Uma chávena de chá para setembro (Joel)
Uma chávena de chá para setembro (para Fernando Fernando José Karl, José Maschio e Roberto Maruyama)
A cerimônia do chá é das coisas que tenho aprendido com mestres. E ler se parece com essa arte. Das leituras, a mais plena e inintencional, na qual se pode repartir o silêncio sem diminuí-lo, ao sentir o perfume da clorofila ao despertar de seu breve interregno. Primeiro, pensar que em algum lugar, num tempo que não é esse, alguém acordou cedo para cortar ramos de folhas intumescidas, ainda orvalhadas. Carregadas pela distância em grandes fardos nas costas, foram desidratadas, trituradas e embaladas. O caminho foi longo entre máquinas e homens, para estarem pontualmente nesse encontro com uma porção de água fervente dentro de uma xícara, diante de ti.

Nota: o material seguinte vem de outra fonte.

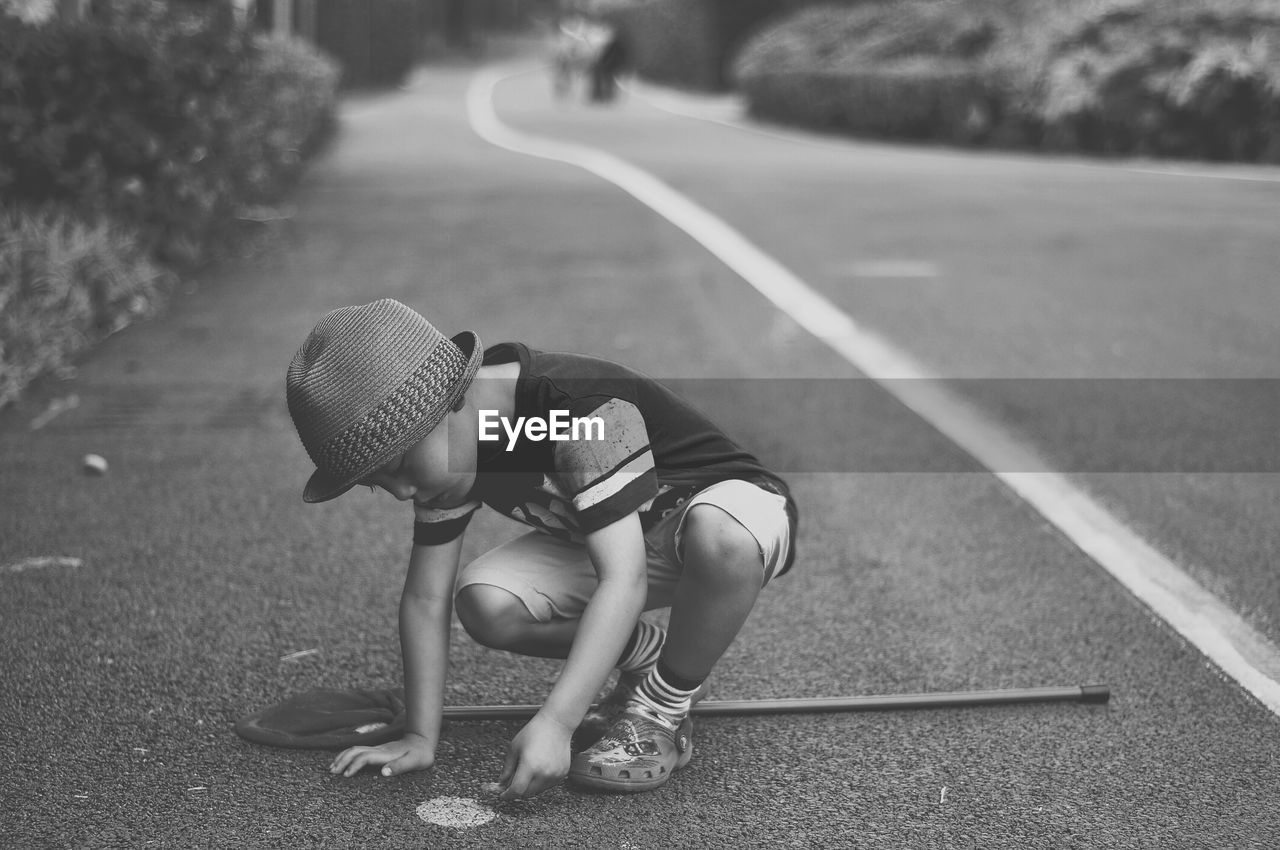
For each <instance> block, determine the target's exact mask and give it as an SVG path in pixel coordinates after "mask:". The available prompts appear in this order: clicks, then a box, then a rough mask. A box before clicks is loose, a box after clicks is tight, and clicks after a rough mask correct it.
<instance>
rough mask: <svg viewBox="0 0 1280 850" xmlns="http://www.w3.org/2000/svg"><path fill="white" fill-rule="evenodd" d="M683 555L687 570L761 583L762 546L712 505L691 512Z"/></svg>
mask: <svg viewBox="0 0 1280 850" xmlns="http://www.w3.org/2000/svg"><path fill="white" fill-rule="evenodd" d="M681 552H682V556H684V566H685V568H686V570H695V571H699V572H701V573H704V575H710V576H714V577H717V579H722V580H733V579H746V577H750V579H753V580H755V581H759V580H760V579H762V571H763V568H764V566H763V562H762V559H760V545H759V543H756V541H755V538H754V536H753V535H751V533H750V531H748V530H746V529H745V527H742V525H741V524H740V522H739V521H737V520H735V518H733V517H731V516H730V515H728V513H726V512H724V511H722V509H721V508H718V507H716V506H713V504H695V506H694V507H691V508H689V513H687V515H685V524H684V533H682V535H681Z"/></svg>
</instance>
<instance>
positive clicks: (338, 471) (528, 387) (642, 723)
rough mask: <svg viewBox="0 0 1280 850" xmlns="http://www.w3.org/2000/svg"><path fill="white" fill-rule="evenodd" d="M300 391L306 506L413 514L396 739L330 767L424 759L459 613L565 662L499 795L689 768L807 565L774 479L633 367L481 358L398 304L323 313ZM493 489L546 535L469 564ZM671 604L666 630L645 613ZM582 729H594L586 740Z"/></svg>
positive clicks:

A infusão desperta aromas, cores e sabores que se multiplicam bem abaixo dos olhos e narinas, na decifração que antecede as papilas gustativas. Deixe em suspenso o gosto da bebida e ponha-se a pensar na rota-d’água, igualmente misteriosa, que se desvia da sua samsara sem fim, para repousar a xícara, pelo tempo exato que durar seu pensamento. Ambos são caminhos circulares, num eterno recomeço. Esse punhado de folhas trituradas soube cumprir o seu ciclo, desde a semente até a árvore, ao extrair da terra os minerais, ao tragar a luz e o ar, ao ler sua partitura genética e constituir magicamente os elementos sensoriais que nesse instante abrem em ti as percepções da sensibilidade. Basta dares o primeiro gole, e o trem dessa longínqua viagem pousa numa estação, para embarques e despedidas. Mas aqui ainda não é o seu destino e, depois de recolhidos os novos passageiros, há de prosseguir.
Uma xícara de chá é tudo que posso compartilhar ao ocaso de setembro. Um festim paupérrimo; um sutil repasto na iminência do ordinário. É dos mais humildes dos prazeres, encontrável até na mais modesta das habitações. Entanto, um deus completo mora nesse brevíssimo ato de levar a porcelana à boca. Um deus cabe nesse beijo entre lábios entreabertos e a louça, suspenso na estase do êxtase. Olfato e paladar perseguem as pegadas da água, do ar e das folhas, recolhendo vestígios de manifestações alhures. À chávena da escrita resta sorver o momento que antecede o primeiro gole e faz girar a chave, enquanto lá fora setembro morre.